Stephen Kellner didn’t want to tell me stories anymore.



* * *





“Wake up, Darioush-jan.” Mamou scratched my scalp, which sent goose bumps down my neck. “We’re here.”

I blinked in the gray morning, sat up, and took my first look at Yazd.

To be honest, even though I had seen plenty of pictures, I still kind of expected Yazd to look like a scene from Aladdin: dirt streets lined with palm trees, domed palaces made out of sparkling alabaster, laden camels carrying goods to a bazaar of wooden stalls covered in jewel-colored fabric awnings.

There were no camels anywhere in sight, despite what Fatty Bolger might have claimed. I didn’t even know camel jockey was a legitimate slur until the first time he called me one. Trent Bolger was not particularly creative, but he was thorough, and subtle enough to evade detection by the enforcers of Chapel Hill High School’s Zero Tolerance Policy toward racial and ethnic slurs.

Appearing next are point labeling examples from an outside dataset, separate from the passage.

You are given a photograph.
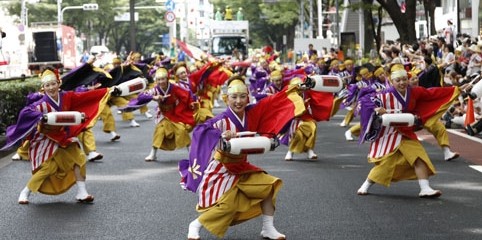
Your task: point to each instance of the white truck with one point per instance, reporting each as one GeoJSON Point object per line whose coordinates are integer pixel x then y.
{"type": "Point", "coordinates": [228, 36]}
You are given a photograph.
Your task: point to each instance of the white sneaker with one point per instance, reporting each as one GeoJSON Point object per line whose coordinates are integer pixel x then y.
{"type": "Point", "coordinates": [94, 156]}
{"type": "Point", "coordinates": [272, 234]}
{"type": "Point", "coordinates": [24, 194]}
{"type": "Point", "coordinates": [134, 123]}
{"type": "Point", "coordinates": [343, 124]}
{"type": "Point", "coordinates": [16, 157]}
{"type": "Point", "coordinates": [311, 154]}
{"type": "Point", "coordinates": [430, 193]}
{"type": "Point", "coordinates": [289, 156]}
{"type": "Point", "coordinates": [148, 115]}
{"type": "Point", "coordinates": [449, 155]}
{"type": "Point", "coordinates": [151, 157]}
{"type": "Point", "coordinates": [348, 135]}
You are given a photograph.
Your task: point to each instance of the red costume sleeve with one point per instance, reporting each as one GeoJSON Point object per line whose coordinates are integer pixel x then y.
{"type": "Point", "coordinates": [272, 113]}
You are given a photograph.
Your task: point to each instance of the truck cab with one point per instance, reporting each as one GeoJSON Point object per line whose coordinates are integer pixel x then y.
{"type": "Point", "coordinates": [228, 38]}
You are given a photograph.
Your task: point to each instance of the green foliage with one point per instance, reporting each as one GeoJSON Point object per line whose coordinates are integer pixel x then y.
{"type": "Point", "coordinates": [13, 99]}
{"type": "Point", "coordinates": [281, 14]}
{"type": "Point", "coordinates": [99, 26]}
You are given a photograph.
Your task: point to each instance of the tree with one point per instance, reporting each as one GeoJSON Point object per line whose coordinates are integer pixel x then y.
{"type": "Point", "coordinates": [404, 21]}
{"type": "Point", "coordinates": [99, 26]}
{"type": "Point", "coordinates": [429, 7]}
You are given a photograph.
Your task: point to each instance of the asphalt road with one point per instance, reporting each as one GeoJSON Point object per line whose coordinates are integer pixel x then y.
{"type": "Point", "coordinates": [135, 199]}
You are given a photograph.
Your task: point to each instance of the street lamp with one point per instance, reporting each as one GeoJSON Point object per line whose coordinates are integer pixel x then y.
{"type": "Point", "coordinates": [84, 7]}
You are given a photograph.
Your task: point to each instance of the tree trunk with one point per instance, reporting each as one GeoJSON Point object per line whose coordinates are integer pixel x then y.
{"type": "Point", "coordinates": [429, 7]}
{"type": "Point", "coordinates": [404, 22]}
{"type": "Point", "coordinates": [369, 26]}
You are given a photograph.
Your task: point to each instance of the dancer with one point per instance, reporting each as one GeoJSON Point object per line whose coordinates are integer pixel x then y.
{"type": "Point", "coordinates": [247, 191]}
{"type": "Point", "coordinates": [396, 151]}
{"type": "Point", "coordinates": [57, 160]}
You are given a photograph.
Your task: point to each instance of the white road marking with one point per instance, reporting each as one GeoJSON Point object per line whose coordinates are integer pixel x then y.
{"type": "Point", "coordinates": [465, 135]}
{"type": "Point", "coordinates": [476, 167]}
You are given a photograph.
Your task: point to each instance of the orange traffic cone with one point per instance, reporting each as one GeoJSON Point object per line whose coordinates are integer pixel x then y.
{"type": "Point", "coordinates": [469, 113]}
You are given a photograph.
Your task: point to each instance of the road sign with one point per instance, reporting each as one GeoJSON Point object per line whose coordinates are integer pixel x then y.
{"type": "Point", "coordinates": [170, 16]}
{"type": "Point", "coordinates": [170, 5]}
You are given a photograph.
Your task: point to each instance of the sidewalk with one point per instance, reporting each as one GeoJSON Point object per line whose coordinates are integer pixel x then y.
{"type": "Point", "coordinates": [467, 146]}
{"type": "Point", "coordinates": [5, 156]}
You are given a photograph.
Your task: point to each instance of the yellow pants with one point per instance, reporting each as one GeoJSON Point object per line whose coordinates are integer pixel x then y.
{"type": "Point", "coordinates": [399, 165]}
{"type": "Point", "coordinates": [170, 136]}
{"type": "Point", "coordinates": [355, 129]}
{"type": "Point", "coordinates": [349, 116]}
{"type": "Point", "coordinates": [142, 109]}
{"type": "Point", "coordinates": [304, 137]}
{"type": "Point", "coordinates": [22, 151]}
{"type": "Point", "coordinates": [56, 175]}
{"type": "Point", "coordinates": [241, 203]}
{"type": "Point", "coordinates": [107, 119]}
{"type": "Point", "coordinates": [87, 139]}
{"type": "Point", "coordinates": [121, 102]}
{"type": "Point", "coordinates": [438, 130]}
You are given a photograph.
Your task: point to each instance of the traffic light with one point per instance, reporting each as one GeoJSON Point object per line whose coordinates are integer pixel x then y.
{"type": "Point", "coordinates": [90, 7]}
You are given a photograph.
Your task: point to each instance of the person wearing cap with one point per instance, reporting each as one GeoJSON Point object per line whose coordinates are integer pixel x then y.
{"type": "Point", "coordinates": [239, 14]}
{"type": "Point", "coordinates": [475, 60]}
{"type": "Point", "coordinates": [175, 116]}
{"type": "Point", "coordinates": [449, 33]}
{"type": "Point", "coordinates": [57, 161]}
{"type": "Point", "coordinates": [205, 106]}
{"type": "Point", "coordinates": [396, 151]}
{"type": "Point", "coordinates": [300, 136]}
{"type": "Point", "coordinates": [228, 13]}
{"type": "Point", "coordinates": [247, 190]}
{"type": "Point", "coordinates": [376, 82]}
{"type": "Point", "coordinates": [276, 83]}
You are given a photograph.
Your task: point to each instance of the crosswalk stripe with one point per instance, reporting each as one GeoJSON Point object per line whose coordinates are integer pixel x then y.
{"type": "Point", "coordinates": [465, 135]}
{"type": "Point", "coordinates": [476, 167]}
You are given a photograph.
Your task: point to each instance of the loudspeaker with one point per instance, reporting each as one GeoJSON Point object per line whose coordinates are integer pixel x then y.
{"type": "Point", "coordinates": [45, 47]}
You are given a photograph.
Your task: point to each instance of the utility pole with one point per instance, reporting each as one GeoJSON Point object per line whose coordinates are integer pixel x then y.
{"type": "Point", "coordinates": [132, 26]}
{"type": "Point", "coordinates": [310, 35]}
{"type": "Point", "coordinates": [302, 18]}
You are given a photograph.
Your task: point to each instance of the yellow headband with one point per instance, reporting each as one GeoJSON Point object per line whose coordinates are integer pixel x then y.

The streets of Mamou’s neighborhood didn’t look so different from the streets back home: dull gray asphalt.

The houses didn’t look so different either, except they were made of whitish bricks instead of seamless siding. Some had ornate wooden double doors in front, with elaborate metal knockers. They almost reminded me of Hobbit-hole doors, except they weren’t round.

Dayi Jamsheed pulled up in front of a white house that looked more or less like all the others. It was a single story, with a thin strip of yard full of sparse, scrubby grass in front.

There were no cacti anywhere—another oversight on Fatty Bolger’s part, because I looked it up, and cacti are actually native to the Americas.

Dayi Jamsheed parked the SUV under the shade of a gigantic walnut tree that hung over the street and thrust its roots beneath the cracking sidewalk.

“Agha Stephen,” Dayi Jamsheed said. He pronounced it esStephen, which is what a lot of True Persians called Dad. In Farsi you couldn’t start a word with two consonants. You had to put a vowel before them (or between them, which is why a few people called Dad “Setephen”).